Quando vi a manchete do Washington Post, “Os EUA vêem risco nos ataques aéreos ao Iraque”, pensei: “isso não diz tudo?” O Post aparentemente não considerou digno de nota publicar uma história intitulada: “Os iraquianos vêem risco nos ataques aéreos dos EUA”. Então, num artigo que acompanha, os autores Gregg Jaffe e Kevin Maurer observado com indiferença que “o Iraque e o povo iraquiano continuam a ser uma espécie de abstração”, um ponto que me levou à distração.

Deixando-me ainda mais de mau humor, o primeiro parágrafo da história sobre o último desastre sangrento no Iraque declarava: “O súbito colapso das forças iraquianas face aos insurgentes com armas ligeiras catalisou um debate emocional dentro das forças armadas dos EUA sobre uma guerra que, apenas alguns anos atrás, parecia prestes a entrar para a história como um sucesso.”

Ex-analista da CIA segurando fotografia de menina iraquiana que sobreviveu ao assassinato acidental de seus pais pelas tropas americanas. (Crédito da foto: Estrelas e Listras.)

O ex-analista da CIA Ray McGovern segurando a fotografia icônica de uma menina iraquiana de seis anos que sobreviveu ao assassinato acidental de seus pais pelas tropas dos EUA em 2004. (Crédito da foto: Stars and Stripes.)

Fresco em minha mente estava o de Robert Parry neste artigo naquele mesmo dia (19 de junho) expondo o mito da “onda bem-sucedida” no Iraque.
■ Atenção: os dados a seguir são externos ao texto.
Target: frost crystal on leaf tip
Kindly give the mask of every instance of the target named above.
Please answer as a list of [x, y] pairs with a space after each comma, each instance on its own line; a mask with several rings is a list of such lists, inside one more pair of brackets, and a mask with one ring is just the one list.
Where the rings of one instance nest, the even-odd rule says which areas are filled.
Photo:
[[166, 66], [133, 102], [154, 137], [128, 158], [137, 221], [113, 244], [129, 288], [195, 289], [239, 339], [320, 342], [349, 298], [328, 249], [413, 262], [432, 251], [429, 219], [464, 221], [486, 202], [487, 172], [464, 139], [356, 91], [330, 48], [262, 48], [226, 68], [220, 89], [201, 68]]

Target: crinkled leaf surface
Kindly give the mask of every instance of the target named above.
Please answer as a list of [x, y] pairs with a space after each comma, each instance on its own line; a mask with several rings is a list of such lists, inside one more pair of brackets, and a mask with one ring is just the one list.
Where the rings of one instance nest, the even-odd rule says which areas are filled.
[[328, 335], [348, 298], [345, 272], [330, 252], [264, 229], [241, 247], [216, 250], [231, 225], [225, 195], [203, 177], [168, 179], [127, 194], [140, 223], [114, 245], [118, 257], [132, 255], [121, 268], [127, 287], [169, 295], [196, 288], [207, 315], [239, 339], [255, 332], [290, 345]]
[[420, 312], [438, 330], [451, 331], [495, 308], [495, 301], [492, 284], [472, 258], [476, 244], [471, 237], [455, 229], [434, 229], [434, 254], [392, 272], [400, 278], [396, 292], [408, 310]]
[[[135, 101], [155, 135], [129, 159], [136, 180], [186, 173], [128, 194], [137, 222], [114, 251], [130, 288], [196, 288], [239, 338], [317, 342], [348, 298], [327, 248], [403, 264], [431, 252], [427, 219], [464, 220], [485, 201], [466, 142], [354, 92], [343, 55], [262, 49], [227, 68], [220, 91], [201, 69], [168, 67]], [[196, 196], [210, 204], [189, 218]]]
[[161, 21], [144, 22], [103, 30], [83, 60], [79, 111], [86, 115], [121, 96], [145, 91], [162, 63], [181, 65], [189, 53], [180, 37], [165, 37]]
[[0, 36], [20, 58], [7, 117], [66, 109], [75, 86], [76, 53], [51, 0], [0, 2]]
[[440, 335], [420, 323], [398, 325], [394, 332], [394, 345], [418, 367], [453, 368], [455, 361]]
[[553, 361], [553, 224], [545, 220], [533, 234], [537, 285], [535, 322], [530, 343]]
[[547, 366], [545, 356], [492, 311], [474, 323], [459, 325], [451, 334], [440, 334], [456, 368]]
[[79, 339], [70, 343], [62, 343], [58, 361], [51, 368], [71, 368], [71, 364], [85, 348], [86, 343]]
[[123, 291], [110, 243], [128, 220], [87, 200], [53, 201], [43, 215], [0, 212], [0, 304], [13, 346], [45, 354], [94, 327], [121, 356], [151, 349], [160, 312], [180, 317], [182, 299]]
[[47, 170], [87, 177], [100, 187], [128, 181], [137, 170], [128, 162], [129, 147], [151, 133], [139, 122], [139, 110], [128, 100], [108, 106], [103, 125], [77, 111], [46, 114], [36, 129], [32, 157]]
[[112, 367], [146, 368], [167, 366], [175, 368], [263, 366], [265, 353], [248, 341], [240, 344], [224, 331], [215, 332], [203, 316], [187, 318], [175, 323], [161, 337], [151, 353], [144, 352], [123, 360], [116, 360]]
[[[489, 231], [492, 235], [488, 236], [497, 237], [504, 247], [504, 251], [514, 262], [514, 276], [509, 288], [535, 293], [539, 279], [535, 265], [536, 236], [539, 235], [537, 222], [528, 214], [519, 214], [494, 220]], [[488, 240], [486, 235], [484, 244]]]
Isso, por sua vez, me levou a reler meu próprio retrospectivo sobre a célebre “onda” de 2007, reconstruindo passo a passo sua gênese e como, com a ajuda das líderes de torcida da mídia, esse mito permitiu que o presidente George W. Bush e o vice-presidente Dick Cheney cavalgassem rumo ao pôr do sol em janeiro .20 de 2009, ao que tudo indica, não tendo perdido a guerra no Iraque.

Na sequência dos acontecimentos recentes, os meios de comunicação social, propriedade e operados por empresas, parecem determinados a aplicar a sua prestidigitação mais imaginativa para nos convencer deste “sucesso” passado, ao mesmo tempo que passam para o modo de jogo de culpa, culpando o Presidente Barack Obama pela confusão actual. .

Os principais meios de comunicação dos EUA ainda evitam apontar o dedo aos criminosos de guerra Bush/Cheney e outros, cujo “intervalo decente” para deixarem o cargo sem uma “derrota” no seu historial foi comprado com muito sangue, tanto americano como iraquiano.

As centenas de milhares de iraquianos mortos ou feridos durante a “onda” politicamente motivada e na carnificina antes e depois podem permanecer, para pessoas como os neoconservadores do Post, “uma espécie de abstracção”. E os meios de comunicação social podem evitar a menção aos 1,000 soldados norte-americanos mortos em 2007, protegendo o que muitas vezes representavam milícias sectárias xiitas que limpavam etnicamente Bagdad de grande parte da sua população sunita - bem como defendiam o legado Bush/Cheney.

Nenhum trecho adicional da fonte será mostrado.